Schneider, like Aceves, is hoping that the Las Positas PSR can proceed in the event that state or federal monies — perhaps, she suggested, something earmarked for disaster preparedness, which the Cottage Hospital project could claim — become available. “We need to be shovel-ready,” said Schneider. “Where we are now, we’re not even at a point where we could start step one.” Aceves argued that Goleta and other cities need to be “thoughtfully positioned” in the event that, for instance, another federal jobs bill frees up money for the overpass project. “We’d have to take advantage of that,” said Aceves, explaining that often such funds must be spent within 90 days. “If we don’t, we lose, and the money will go elsewhere.”

So could there be a future opportunity in which state or federal funds go straight to the overpass while avoiding the prioritized 101 project? “It’s conceivable,” said SBCAG’s Kemp, “but I don’t think it’s likely.” But Kemp also said that SBCAG is not the real hold-up on these projects. “What Caltrans told us is they don’t have anybody on their staff currently to do the oversight,” he explained. “Right now, they don’t have the people to work on it even if we signed off on it.”

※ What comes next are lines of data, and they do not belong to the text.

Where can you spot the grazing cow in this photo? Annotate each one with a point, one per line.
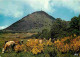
(8, 44)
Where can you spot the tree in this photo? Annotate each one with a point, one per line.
(75, 25)
(59, 28)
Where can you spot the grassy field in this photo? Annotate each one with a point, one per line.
(49, 51)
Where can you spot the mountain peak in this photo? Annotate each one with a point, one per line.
(35, 22)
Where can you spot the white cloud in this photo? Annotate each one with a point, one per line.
(73, 5)
(3, 27)
(15, 8)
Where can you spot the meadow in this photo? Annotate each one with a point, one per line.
(63, 47)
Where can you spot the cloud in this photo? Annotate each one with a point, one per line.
(73, 5)
(18, 8)
(3, 27)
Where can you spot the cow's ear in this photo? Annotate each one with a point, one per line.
(6, 42)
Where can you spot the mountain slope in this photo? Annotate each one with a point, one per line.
(34, 22)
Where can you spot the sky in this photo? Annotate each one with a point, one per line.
(13, 10)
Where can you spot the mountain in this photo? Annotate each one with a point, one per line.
(34, 22)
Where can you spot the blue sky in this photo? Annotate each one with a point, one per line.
(13, 10)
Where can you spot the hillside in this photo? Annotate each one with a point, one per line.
(34, 22)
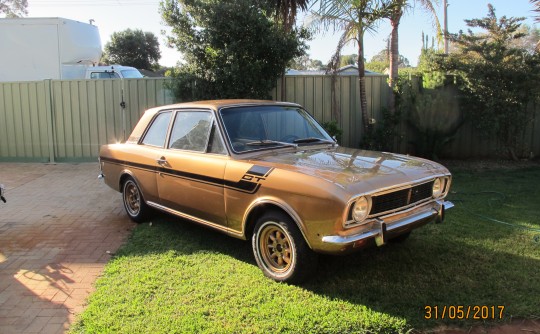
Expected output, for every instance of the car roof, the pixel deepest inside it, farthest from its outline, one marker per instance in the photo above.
(217, 104)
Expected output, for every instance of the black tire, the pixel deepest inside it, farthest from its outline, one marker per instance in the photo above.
(400, 238)
(133, 200)
(280, 249)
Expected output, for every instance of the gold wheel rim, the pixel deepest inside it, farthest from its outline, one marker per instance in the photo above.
(132, 198)
(276, 249)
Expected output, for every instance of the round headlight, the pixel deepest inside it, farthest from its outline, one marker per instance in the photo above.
(437, 187)
(361, 209)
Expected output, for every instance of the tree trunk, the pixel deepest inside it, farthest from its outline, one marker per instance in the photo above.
(362, 84)
(394, 61)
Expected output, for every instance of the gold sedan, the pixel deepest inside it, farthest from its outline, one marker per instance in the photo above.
(268, 171)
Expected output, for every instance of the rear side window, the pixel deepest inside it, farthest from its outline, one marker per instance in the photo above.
(157, 133)
(191, 131)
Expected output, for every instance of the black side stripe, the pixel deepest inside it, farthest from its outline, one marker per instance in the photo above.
(241, 185)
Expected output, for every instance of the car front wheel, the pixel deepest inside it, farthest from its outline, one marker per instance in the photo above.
(280, 249)
(134, 203)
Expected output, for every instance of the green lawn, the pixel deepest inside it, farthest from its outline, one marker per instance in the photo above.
(177, 277)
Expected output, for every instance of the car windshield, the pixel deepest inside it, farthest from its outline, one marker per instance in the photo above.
(267, 127)
(131, 74)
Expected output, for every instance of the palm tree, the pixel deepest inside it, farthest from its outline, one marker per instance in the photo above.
(395, 17)
(536, 4)
(353, 18)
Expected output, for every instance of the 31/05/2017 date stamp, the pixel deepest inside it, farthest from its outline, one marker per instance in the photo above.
(463, 312)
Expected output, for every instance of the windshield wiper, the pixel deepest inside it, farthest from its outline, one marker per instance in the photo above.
(313, 140)
(270, 143)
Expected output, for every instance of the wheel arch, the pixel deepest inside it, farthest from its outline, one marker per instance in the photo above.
(261, 206)
(123, 177)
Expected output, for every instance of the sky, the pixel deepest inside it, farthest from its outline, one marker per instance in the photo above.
(116, 15)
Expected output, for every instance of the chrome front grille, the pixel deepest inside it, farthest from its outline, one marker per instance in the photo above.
(401, 198)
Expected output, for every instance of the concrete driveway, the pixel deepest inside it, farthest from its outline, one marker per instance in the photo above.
(58, 229)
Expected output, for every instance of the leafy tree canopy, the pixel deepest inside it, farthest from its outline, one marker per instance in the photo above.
(305, 63)
(231, 48)
(348, 60)
(500, 78)
(133, 48)
(13, 8)
(384, 56)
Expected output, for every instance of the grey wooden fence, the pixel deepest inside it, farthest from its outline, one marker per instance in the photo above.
(54, 120)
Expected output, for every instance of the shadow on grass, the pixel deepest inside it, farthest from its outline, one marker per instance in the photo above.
(435, 266)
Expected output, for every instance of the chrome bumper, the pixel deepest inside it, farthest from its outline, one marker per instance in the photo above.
(381, 232)
(2, 191)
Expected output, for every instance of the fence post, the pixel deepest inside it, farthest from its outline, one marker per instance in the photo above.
(50, 118)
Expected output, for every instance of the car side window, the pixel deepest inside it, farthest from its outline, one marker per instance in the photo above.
(216, 142)
(104, 75)
(191, 131)
(157, 133)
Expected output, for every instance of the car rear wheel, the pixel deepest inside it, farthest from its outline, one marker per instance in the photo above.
(134, 203)
(280, 249)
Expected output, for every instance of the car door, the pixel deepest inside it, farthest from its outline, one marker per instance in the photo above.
(192, 166)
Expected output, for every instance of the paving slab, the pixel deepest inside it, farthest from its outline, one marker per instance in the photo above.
(57, 230)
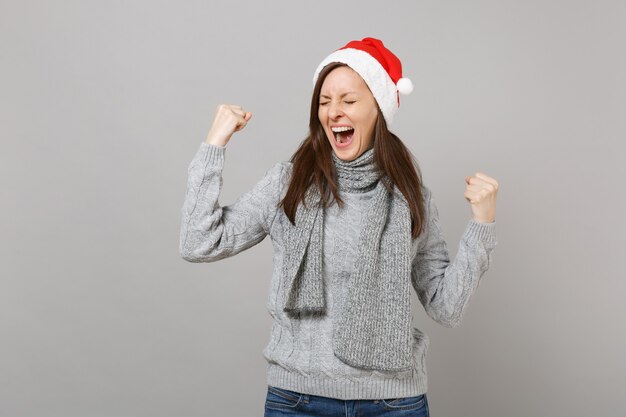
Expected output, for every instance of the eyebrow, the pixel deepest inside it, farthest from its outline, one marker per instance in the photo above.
(344, 94)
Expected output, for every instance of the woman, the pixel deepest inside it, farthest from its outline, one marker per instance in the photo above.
(352, 226)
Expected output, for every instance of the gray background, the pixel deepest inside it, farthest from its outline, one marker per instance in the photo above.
(103, 105)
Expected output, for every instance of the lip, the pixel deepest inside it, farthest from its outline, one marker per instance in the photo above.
(342, 145)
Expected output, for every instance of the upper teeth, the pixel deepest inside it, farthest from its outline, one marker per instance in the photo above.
(341, 128)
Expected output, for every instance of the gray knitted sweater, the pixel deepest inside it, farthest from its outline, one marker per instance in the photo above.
(299, 353)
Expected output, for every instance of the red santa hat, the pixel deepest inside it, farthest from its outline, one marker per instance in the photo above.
(380, 69)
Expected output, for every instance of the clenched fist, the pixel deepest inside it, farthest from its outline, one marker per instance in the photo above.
(481, 192)
(229, 118)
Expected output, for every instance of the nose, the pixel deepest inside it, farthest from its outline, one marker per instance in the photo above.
(335, 111)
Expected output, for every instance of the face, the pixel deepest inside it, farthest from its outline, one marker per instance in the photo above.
(348, 112)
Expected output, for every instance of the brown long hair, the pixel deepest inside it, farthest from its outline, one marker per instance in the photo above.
(312, 163)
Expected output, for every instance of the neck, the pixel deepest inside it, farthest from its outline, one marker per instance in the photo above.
(359, 175)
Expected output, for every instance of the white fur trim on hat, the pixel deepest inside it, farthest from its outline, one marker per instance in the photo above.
(377, 79)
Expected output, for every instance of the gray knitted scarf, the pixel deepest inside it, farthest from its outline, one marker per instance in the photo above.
(374, 331)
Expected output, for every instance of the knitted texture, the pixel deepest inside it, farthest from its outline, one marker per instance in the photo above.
(374, 331)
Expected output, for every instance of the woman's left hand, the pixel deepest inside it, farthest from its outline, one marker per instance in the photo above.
(481, 192)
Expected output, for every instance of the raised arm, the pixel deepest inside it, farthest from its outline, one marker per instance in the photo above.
(443, 287)
(210, 232)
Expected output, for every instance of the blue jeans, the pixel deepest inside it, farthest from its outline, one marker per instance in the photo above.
(282, 402)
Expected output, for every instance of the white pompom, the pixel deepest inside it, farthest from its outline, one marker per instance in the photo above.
(405, 86)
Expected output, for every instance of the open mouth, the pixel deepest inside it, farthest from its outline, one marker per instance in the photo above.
(343, 134)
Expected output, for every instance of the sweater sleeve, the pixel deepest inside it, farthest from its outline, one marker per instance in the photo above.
(443, 287)
(210, 232)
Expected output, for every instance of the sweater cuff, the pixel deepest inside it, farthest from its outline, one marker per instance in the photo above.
(477, 231)
(212, 154)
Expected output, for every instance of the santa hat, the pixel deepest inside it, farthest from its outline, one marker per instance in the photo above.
(380, 69)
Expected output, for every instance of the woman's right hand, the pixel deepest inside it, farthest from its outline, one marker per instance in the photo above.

Both Aceves and Schneider recognize that Kemp is in a difficult position. “We’re caught in the middle between transitioning from Measure A to Measure D and the economic downturn and the lack of secure funding for major projects,” said Schneider. “He’s trying to do his best under bad circumstances.” However, both Aceves and Schneider also feel that the priorities, the way projects are funded, and the schedule for making these projects happen must be set by the SBCAG board and not by the staff. “The concern is who makes the policy,” said Schneider. “Is it the board or is it the staff?” Aceves agreed, and said that while he’s threatened to go straight to Caltrans, he prefers working via SBCAG. “We are a region. SBCAG is supposed to work together on this,” said Aceves. “But you can’t have a staff-driven policy. It’s got to be a board-driven policy. That’s the problem we have right now. The board needs to establish a policy.”

As well, Schneider and Aceves will be advocating for the strategic plan to be reexamined at regular intervals, perhaps between the five stages of the 101 project, in order for smaller projects to proceed. Kemp said that such reexamining is already expected. “We’ll be revisiting the strategic plan every couple years,” said Kemp. “Things could change. Projects could move up, or they could move back.”

Until then, Aceves, Schneider, and other politicians have to worry about whether their pledges will come back to bite them. “This is the promise we made to my constituents: They were going to get this bridge if they passed Measure A. We’re not the only ones that made promises,” said Aceves. “It’s a credibility issue: Are we coming through with what we promised?”